Automatically generated decision tree for classifying breast tumors into the four PAM50 classes. PROMO can generate a cross-validated decision tree for any selected sample label using the currently loaded matrix as training data. In this figure, a four-gene molecular classifier for breast cancer subtypes is presented, showing a 7.77% loss on the training data, and a 15% averaged loss on 10-fold cross-validation

Integrative multi-omic analysis

In multi-omic datasets, each sample is characterized by several omic profiles (e.g., gene expression, methylation, copy number). Integrative analysis of multi-omic cancer datasets has the potential of revealing biological regulatory patterns that are missed in single omic analysis, and tools for performing such analyses are currently in great demand [37, 38].

PROMO provides several features for handling and analyzing multi-omic datasets. The profiles composing a multi-omic dataset can be imported from repositories into a ‘Multi-Omic Dataset Collection’ in PROMO (Fig. 2e). The user can navigate between the matrices, edit them independently, and select a subset of the datasets for downstream integrative analysis. Precompiled dataset collections for several TCGA cancer type cohorts are available on PROMO’s download page.

After setting up a multi-omic collection, the “inter-omic correlation identification” feature helps to detect correlations between features in two selected omics. This feature allows the identification of correlations between features from different biological levels. For instance, anti-correlation between mRNA expression and DNA methylation levels can pinpoint biological regulation.

The “Multi-omic clustering” feature can be used to cluster the dataset samples based on several omic matrices simultaneously. To this end, PROMO provides implementations of the multi-omic algorithms SNF [39], NEMO [40], and Consensus Clustering [41] modified for multi-omic data. Additional file 1: Figure S4 demonstrates the application of a multi-omic clustering algorithm on three different omics of the TCGA’s breast cancer cohort.

Discussion

Recent cancer projects such as TCGA [11], GDC [42], ICGC [43] as well as the GEO [18] database, provide the research community with a wealth of omic profiles and extensive clinical information on cancer patients [44]. Analysis of the data is challenging and requires advanced bioinformatics, statistical, and programming skills. A thorough analysis of these datasets - and larger ones expected in the future - by many researchers is crucial for improving cancer diagnosis and treatment.

PROMO aims to fill in a gap in available analysis tools for such large genomic and clinical cancer datasets.
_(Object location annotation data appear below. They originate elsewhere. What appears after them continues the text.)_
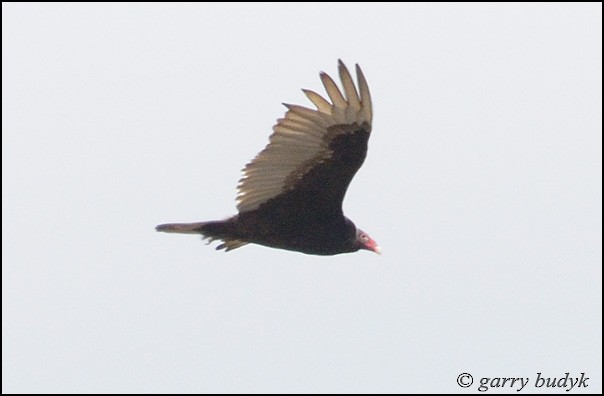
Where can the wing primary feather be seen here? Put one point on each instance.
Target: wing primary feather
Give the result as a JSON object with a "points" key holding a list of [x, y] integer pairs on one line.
{"points": [[349, 89], [322, 105], [333, 91], [365, 95]]}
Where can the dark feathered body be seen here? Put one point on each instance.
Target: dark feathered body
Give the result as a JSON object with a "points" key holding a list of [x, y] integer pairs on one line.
{"points": [[291, 194]]}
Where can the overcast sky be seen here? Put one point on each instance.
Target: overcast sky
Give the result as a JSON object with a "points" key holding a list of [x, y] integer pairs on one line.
{"points": [[482, 185]]}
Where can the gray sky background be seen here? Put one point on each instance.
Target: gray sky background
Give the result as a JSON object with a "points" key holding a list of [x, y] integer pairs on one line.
{"points": [[483, 186]]}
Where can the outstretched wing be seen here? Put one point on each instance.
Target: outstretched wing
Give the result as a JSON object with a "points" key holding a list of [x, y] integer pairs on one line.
{"points": [[312, 155]]}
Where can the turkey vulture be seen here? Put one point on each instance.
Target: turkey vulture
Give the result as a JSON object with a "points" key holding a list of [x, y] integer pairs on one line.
{"points": [[290, 196]]}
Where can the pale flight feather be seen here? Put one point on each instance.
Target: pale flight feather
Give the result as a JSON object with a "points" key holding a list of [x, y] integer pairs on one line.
{"points": [[303, 135]]}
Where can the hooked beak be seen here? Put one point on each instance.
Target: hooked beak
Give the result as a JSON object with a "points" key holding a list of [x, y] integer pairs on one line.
{"points": [[371, 245]]}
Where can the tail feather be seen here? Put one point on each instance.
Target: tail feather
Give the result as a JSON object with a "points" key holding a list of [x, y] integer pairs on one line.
{"points": [[181, 228], [211, 231]]}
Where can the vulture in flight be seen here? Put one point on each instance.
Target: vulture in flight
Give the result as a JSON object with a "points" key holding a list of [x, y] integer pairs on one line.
{"points": [[290, 196]]}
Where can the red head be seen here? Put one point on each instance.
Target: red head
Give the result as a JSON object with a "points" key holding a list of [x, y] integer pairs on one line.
{"points": [[364, 241]]}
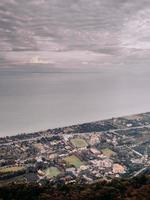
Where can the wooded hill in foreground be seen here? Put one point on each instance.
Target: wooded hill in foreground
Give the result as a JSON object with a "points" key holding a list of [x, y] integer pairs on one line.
{"points": [[119, 189]]}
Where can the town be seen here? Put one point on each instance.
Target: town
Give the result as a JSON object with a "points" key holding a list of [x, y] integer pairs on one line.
{"points": [[102, 150]]}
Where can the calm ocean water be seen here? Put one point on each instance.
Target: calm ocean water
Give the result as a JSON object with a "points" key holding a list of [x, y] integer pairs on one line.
{"points": [[33, 99]]}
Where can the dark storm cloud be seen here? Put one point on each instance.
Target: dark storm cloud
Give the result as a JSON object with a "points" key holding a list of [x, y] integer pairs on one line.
{"points": [[44, 30]]}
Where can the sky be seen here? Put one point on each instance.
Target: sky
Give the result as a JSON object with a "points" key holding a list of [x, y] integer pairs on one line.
{"points": [[74, 33]]}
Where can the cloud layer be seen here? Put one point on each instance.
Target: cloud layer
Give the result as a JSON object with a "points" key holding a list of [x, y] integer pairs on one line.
{"points": [[83, 32]]}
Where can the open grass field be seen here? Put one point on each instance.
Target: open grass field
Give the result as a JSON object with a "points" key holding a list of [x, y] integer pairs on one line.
{"points": [[73, 160], [108, 152], [52, 172], [79, 142], [11, 170]]}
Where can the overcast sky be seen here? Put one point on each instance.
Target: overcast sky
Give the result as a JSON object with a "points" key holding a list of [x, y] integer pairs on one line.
{"points": [[75, 32]]}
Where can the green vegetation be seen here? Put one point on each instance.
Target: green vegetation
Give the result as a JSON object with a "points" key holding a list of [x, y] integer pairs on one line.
{"points": [[8, 170], [108, 152], [73, 160], [119, 189], [79, 142], [52, 172]]}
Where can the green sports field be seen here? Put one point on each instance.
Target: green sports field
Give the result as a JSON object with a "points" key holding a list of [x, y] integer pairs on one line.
{"points": [[52, 172], [79, 142], [73, 160]]}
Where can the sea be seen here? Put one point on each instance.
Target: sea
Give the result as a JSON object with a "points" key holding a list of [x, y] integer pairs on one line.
{"points": [[38, 98]]}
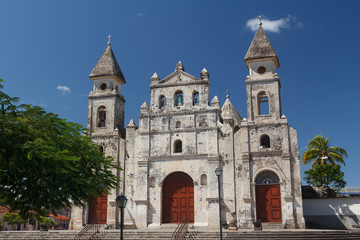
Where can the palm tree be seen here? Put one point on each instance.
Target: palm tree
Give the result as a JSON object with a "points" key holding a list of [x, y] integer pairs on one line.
{"points": [[320, 152]]}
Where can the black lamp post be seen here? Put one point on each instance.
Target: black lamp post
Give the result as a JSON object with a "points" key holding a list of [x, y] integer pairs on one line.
{"points": [[121, 202], [218, 172]]}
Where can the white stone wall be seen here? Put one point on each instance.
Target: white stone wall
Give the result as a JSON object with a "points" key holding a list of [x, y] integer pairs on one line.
{"points": [[335, 213]]}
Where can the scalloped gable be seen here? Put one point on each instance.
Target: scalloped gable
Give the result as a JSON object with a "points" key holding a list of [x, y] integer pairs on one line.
{"points": [[107, 66]]}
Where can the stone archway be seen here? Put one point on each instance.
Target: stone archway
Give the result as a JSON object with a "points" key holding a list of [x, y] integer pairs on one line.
{"points": [[268, 197], [98, 210], [178, 198]]}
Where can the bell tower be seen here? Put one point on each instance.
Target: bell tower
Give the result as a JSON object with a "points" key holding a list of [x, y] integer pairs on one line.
{"points": [[106, 104], [262, 83]]}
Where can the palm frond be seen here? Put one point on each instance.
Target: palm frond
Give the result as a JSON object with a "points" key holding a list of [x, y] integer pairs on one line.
{"points": [[337, 157], [338, 150]]}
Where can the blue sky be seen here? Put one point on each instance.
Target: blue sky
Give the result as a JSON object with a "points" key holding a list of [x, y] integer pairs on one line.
{"points": [[48, 49]]}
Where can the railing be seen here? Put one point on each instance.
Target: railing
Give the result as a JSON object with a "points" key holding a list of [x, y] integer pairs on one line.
{"points": [[88, 232], [181, 229]]}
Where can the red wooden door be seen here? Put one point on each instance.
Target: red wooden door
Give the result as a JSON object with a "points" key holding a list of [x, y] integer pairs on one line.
{"points": [[98, 212], [268, 203], [178, 198]]}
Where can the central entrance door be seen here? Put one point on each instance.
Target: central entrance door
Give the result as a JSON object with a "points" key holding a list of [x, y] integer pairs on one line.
{"points": [[98, 210], [268, 197], [178, 198]]}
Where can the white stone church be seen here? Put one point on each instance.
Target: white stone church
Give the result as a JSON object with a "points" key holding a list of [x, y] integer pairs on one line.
{"points": [[183, 135]]}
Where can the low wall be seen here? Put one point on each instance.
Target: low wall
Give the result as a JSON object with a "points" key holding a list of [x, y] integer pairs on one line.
{"points": [[332, 213]]}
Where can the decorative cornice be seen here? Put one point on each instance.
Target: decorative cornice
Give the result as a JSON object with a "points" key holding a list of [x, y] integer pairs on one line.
{"points": [[143, 163], [184, 111], [171, 131], [266, 153], [138, 202], [178, 157], [197, 82]]}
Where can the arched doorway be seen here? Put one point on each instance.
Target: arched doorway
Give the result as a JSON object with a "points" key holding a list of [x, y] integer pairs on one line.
{"points": [[178, 198], [98, 210], [268, 197]]}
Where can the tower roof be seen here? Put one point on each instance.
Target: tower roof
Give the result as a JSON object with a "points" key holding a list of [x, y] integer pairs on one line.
{"points": [[261, 47], [107, 66]]}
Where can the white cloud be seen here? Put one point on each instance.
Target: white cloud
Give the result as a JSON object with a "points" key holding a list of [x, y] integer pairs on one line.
{"points": [[273, 25], [63, 89]]}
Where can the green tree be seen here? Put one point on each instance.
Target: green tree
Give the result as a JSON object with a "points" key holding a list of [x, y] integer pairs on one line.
{"points": [[328, 178], [47, 163], [47, 222], [319, 152], [13, 219]]}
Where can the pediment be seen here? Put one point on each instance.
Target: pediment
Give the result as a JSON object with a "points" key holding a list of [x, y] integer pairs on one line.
{"points": [[178, 77]]}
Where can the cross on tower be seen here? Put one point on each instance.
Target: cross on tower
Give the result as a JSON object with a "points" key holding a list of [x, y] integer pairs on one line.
{"points": [[260, 16], [109, 37]]}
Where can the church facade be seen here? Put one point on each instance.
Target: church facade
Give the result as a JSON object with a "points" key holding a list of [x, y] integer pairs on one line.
{"points": [[183, 135]]}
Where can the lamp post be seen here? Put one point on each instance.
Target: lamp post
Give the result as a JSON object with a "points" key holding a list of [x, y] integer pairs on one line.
{"points": [[121, 202], [218, 172]]}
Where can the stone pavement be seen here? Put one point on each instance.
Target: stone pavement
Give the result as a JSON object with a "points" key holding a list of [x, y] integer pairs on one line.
{"points": [[203, 234]]}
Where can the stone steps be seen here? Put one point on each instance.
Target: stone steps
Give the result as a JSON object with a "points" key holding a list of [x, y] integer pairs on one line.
{"points": [[192, 234]]}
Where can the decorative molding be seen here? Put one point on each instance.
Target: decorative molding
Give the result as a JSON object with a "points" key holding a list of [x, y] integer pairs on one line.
{"points": [[143, 163], [178, 157], [288, 198], [214, 159], [266, 153], [247, 200], [139, 202], [180, 130], [212, 200]]}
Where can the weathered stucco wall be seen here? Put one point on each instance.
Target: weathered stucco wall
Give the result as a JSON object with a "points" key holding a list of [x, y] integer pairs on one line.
{"points": [[332, 213]]}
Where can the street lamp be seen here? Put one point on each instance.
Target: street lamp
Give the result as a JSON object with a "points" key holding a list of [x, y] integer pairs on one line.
{"points": [[121, 202], [218, 172]]}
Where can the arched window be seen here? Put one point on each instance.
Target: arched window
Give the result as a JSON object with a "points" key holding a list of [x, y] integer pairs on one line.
{"points": [[152, 182], [179, 98], [264, 141], [177, 146], [103, 86], [263, 103], [196, 98], [267, 177], [162, 101], [100, 148], [203, 179], [102, 116]]}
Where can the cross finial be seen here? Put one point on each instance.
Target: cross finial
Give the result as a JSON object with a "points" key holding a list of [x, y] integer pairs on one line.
{"points": [[260, 16], [109, 37]]}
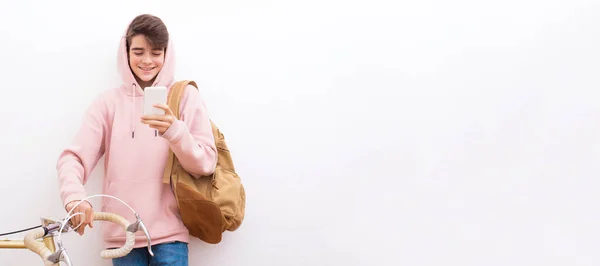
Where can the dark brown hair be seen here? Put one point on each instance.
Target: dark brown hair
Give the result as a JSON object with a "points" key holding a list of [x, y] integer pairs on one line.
{"points": [[152, 28]]}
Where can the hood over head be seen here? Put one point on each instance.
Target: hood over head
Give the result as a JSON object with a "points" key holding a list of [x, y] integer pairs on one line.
{"points": [[164, 78]]}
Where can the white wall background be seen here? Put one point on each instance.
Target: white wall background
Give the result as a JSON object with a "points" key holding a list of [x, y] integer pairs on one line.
{"points": [[366, 132]]}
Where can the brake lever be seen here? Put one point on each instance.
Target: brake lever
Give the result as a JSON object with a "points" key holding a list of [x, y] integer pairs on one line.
{"points": [[139, 224], [60, 255]]}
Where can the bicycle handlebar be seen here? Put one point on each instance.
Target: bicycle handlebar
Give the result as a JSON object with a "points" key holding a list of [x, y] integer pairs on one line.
{"points": [[53, 259]]}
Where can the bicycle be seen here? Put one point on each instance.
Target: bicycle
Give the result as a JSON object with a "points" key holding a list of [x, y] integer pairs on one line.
{"points": [[42, 239]]}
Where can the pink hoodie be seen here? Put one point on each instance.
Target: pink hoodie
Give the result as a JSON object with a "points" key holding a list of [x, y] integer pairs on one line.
{"points": [[135, 158]]}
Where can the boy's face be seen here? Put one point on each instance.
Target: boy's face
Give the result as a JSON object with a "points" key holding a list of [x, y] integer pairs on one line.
{"points": [[145, 62]]}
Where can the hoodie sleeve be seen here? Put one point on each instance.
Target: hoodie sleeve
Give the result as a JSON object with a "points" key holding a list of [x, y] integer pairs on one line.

It is an interactive tool that is freely available and supports a rich collection of analysis methods and facilitates useful workflows for data exploration and visualization, cancer subtype identification, biomarker discovery and integrative multi-omic analysis. (See Table 2 for a list of the key features). PROMO’s support for large sample size in addition to features like survival analysis and interrogation of the clinical data on sample clusters make it especially suitable for analyzing modern cancer datasets. While many of PROMO’s features are also available in other tools (Table 3), PROMO is unique in its comprehensiveness, support for large sample dimension and the spectrum of tools it provides.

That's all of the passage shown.